De islam kent twee hoofdstromingen: de soennieten ofwel traditionalisten en de sji’ieten ofwel partijgangers. De splitsing gaat terug op een conflict dat meteen na de dood van Mohammed is ontstaan. Ik blogde er al eens over. De Profeet had enerzijds aangegeven te willen worden opgevolgd door de beste moslim en had anderzijds zijn schoonzoon Ali aangewezen. Misschien ontwikkelde Mohammeds denken en zag hij aanvankelijk de geloofsgemeenschap (de umma) als alternatief voor de familie en benadrukte hij later toch verwantschapsbanden.
De soenna en het kalifaat
Hoe dat ook zij, toen Mohammed was overleden en Ali de gebruikelijke verplichtingen vervulde, koos Mohammeds inner circle van vertrouwelingen de oude Abu Bakr als opvolger. Er was haast. Het was namelijk crisis: er was een concurrerende Arabische leider, sommige stammen meenden dat verdragen met Mohammed na diens overlijden kwamen te vervallen en tal van andere zaken waren onvoldoende geregeld. Abu Bakr bezat de voor het voortbestaan van de umma benodigde doortastendheid. Wat een nette manier is om te zeggen dat hij geweld niet afwees.
Op Abu Bakr, die het Arabische rijk consolideerde, volgde Omar, onder wiens bewind de Arabieren het Nabije Oosten veroverden. Daarbij profiteerden ze ervan dat de Byzantijnse en Sasanidische rijken verzwakt waren en de bevolking de hoge belastingen beu was. Het heeft geen zin het geweld van de Arabische expansie te ontkennen, maar de campagnes konden alleen leiden tot gebiedsuitbreiding, arabisering en islamisering doordat de bevolking er klaar voor was.

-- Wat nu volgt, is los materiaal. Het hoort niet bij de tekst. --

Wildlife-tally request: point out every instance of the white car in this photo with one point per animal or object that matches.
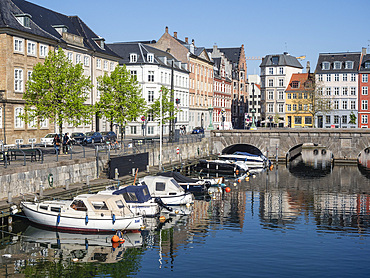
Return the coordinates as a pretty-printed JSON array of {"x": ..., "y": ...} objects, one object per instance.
[{"x": 48, "y": 139}]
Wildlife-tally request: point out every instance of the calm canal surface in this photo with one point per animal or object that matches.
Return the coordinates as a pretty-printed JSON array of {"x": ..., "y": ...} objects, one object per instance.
[{"x": 289, "y": 222}]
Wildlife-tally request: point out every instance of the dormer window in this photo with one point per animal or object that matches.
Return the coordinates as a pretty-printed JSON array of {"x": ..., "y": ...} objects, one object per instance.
[
  {"x": 24, "y": 19},
  {"x": 349, "y": 65},
  {"x": 295, "y": 84},
  {"x": 60, "y": 28},
  {"x": 325, "y": 65},
  {"x": 133, "y": 58},
  {"x": 100, "y": 42},
  {"x": 150, "y": 58},
  {"x": 337, "y": 65}
]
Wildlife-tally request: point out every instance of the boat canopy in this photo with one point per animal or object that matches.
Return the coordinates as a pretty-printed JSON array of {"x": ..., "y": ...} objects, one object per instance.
[
  {"x": 178, "y": 177},
  {"x": 134, "y": 193}
]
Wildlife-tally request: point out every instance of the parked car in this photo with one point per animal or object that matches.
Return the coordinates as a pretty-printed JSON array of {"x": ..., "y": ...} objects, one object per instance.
[
  {"x": 109, "y": 136},
  {"x": 93, "y": 137},
  {"x": 198, "y": 130},
  {"x": 48, "y": 139},
  {"x": 77, "y": 138}
]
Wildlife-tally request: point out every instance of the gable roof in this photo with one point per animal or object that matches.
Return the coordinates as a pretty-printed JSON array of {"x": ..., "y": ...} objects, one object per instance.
[
  {"x": 124, "y": 49},
  {"x": 338, "y": 57},
  {"x": 43, "y": 20},
  {"x": 284, "y": 59}
]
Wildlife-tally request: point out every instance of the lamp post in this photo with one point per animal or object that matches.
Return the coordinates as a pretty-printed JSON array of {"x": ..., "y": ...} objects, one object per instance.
[
  {"x": 253, "y": 126},
  {"x": 210, "y": 110}
]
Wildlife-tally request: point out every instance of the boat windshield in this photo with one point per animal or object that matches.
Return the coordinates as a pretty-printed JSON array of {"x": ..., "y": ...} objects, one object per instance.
[{"x": 78, "y": 205}]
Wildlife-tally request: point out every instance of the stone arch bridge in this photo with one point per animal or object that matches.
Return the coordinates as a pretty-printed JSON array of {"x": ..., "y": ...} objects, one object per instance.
[{"x": 343, "y": 143}]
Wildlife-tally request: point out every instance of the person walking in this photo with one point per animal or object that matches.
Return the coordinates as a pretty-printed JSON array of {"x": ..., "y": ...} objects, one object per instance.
[
  {"x": 66, "y": 142},
  {"x": 56, "y": 143}
]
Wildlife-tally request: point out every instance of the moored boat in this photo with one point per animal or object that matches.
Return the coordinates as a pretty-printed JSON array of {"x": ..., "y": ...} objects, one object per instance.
[{"x": 85, "y": 213}]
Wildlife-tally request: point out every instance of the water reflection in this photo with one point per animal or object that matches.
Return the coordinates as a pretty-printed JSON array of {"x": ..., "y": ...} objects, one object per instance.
[{"x": 274, "y": 201}]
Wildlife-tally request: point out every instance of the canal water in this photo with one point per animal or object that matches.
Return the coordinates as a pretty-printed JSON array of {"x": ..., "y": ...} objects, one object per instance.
[{"x": 298, "y": 220}]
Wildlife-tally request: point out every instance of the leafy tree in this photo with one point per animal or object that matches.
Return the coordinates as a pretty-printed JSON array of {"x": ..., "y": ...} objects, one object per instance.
[
  {"x": 168, "y": 107},
  {"x": 311, "y": 100},
  {"x": 58, "y": 91},
  {"x": 120, "y": 99}
]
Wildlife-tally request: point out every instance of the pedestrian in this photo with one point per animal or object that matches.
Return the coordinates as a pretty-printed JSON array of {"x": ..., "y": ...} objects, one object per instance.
[
  {"x": 56, "y": 143},
  {"x": 66, "y": 142}
]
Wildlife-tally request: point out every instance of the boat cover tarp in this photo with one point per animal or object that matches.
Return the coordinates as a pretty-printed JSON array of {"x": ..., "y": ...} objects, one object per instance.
[
  {"x": 141, "y": 191},
  {"x": 178, "y": 177}
]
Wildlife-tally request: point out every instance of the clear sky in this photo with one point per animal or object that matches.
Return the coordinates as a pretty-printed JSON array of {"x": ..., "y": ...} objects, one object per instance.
[{"x": 263, "y": 26}]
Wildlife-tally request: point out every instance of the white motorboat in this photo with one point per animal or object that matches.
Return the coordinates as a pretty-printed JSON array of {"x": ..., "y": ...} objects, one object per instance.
[
  {"x": 251, "y": 160},
  {"x": 137, "y": 197},
  {"x": 168, "y": 190},
  {"x": 86, "y": 212}
]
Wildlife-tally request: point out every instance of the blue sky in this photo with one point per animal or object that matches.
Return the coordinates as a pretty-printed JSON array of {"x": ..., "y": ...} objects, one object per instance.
[{"x": 263, "y": 26}]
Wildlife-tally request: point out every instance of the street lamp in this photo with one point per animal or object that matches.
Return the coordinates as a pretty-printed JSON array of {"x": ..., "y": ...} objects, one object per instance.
[{"x": 253, "y": 126}]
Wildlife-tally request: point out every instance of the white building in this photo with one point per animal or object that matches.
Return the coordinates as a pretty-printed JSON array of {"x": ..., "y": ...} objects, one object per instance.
[
  {"x": 152, "y": 68},
  {"x": 276, "y": 71}
]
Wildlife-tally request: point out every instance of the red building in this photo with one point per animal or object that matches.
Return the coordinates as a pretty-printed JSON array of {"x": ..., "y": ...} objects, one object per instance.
[{"x": 363, "y": 94}]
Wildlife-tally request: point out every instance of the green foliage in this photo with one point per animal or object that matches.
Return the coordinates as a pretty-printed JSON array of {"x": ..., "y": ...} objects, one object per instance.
[
  {"x": 58, "y": 91},
  {"x": 120, "y": 99},
  {"x": 168, "y": 107}
]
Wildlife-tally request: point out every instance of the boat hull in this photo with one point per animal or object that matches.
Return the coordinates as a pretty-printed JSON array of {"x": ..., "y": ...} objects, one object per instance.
[{"x": 81, "y": 221}]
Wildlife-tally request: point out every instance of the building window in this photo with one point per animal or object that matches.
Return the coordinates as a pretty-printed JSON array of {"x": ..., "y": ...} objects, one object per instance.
[
  {"x": 150, "y": 58},
  {"x": 150, "y": 96},
  {"x": 349, "y": 65},
  {"x": 43, "y": 50},
  {"x": 281, "y": 107},
  {"x": 325, "y": 65},
  {"x": 364, "y": 119},
  {"x": 70, "y": 56},
  {"x": 31, "y": 48},
  {"x": 281, "y": 94},
  {"x": 18, "y": 45},
  {"x": 364, "y": 105},
  {"x": 133, "y": 58},
  {"x": 270, "y": 108},
  {"x": 18, "y": 122},
  {"x": 337, "y": 65},
  {"x": 151, "y": 76},
  {"x": 18, "y": 80},
  {"x": 297, "y": 120},
  {"x": 86, "y": 61},
  {"x": 78, "y": 58}
]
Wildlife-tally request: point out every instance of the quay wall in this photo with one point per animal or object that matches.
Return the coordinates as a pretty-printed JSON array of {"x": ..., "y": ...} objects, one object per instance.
[{"x": 28, "y": 179}]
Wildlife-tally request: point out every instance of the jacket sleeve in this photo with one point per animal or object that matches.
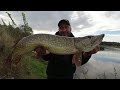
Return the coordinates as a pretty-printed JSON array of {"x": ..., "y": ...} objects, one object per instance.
[
  {"x": 85, "y": 59},
  {"x": 47, "y": 57}
]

Onder Othman, die in 644 aan de macht kwam, ging de expansie verder. Er waren al spanningen: niet alleen was Ali gepasseerd maar de groei van het rijk bracht ook complicaties met zich mee. Deze spanningen kwamen in 656 tot uitbarsting. Othman vond de dood en nu, een kleine kwart eeuw na de dood van Mohammed, kreeg Ali het hem toegezegde kalifaat.
“Kalief” betekent overigens zoiets als plaatsbekleder. Hoewel moslims tegenwoordig zeggen dat het gaat om de opvolging van Mohammed, suggereren munten uit die tijd dat het ging om plaatsbekleding van God zelf. De kalief was niet zomaar een mens maar iemand die wat extra steun kreeg van hierboven.
Het imamaat van de sji’ieten
Terug naar Ali: hij had geprofiteerd van de dood van Othman. Diens familie, de Umayyaden, hield Ali voor verantwoordelijk. Het dreigde tot burgeroorlog te komen, maar op het laatste moment kozen de betrokkenen ervoor een commissie in te stellen. Dat lijkt netjes, maar het kalifaat gold als goddelijke instelling en zoiets onderwerp je niet aan mensenoordeel. Er was dus kritiek op Ali, die zijn hoge ambt niet waard zou zijn. In januari 661 rekende een moordenaar in Najaf met hem af. Zijn opvolger was de Umayyade Muawiya, die het Umayyadenkalifaat van Damascus stichtte.
Sindsdien is de islam in tweeën gesplitst. In feite waren er vanaf nu twee soorten leider: enerzijds de kalief in Damascus, anderzijds het hoofd van de afstammelingen van Mohammed, de zogeheten imam. De aanhangers van de Umayyadenkalief staan bekend als de soennieten, de volgelingen van Ali heten sji’ieten. Traditionalisten versus partijgangers.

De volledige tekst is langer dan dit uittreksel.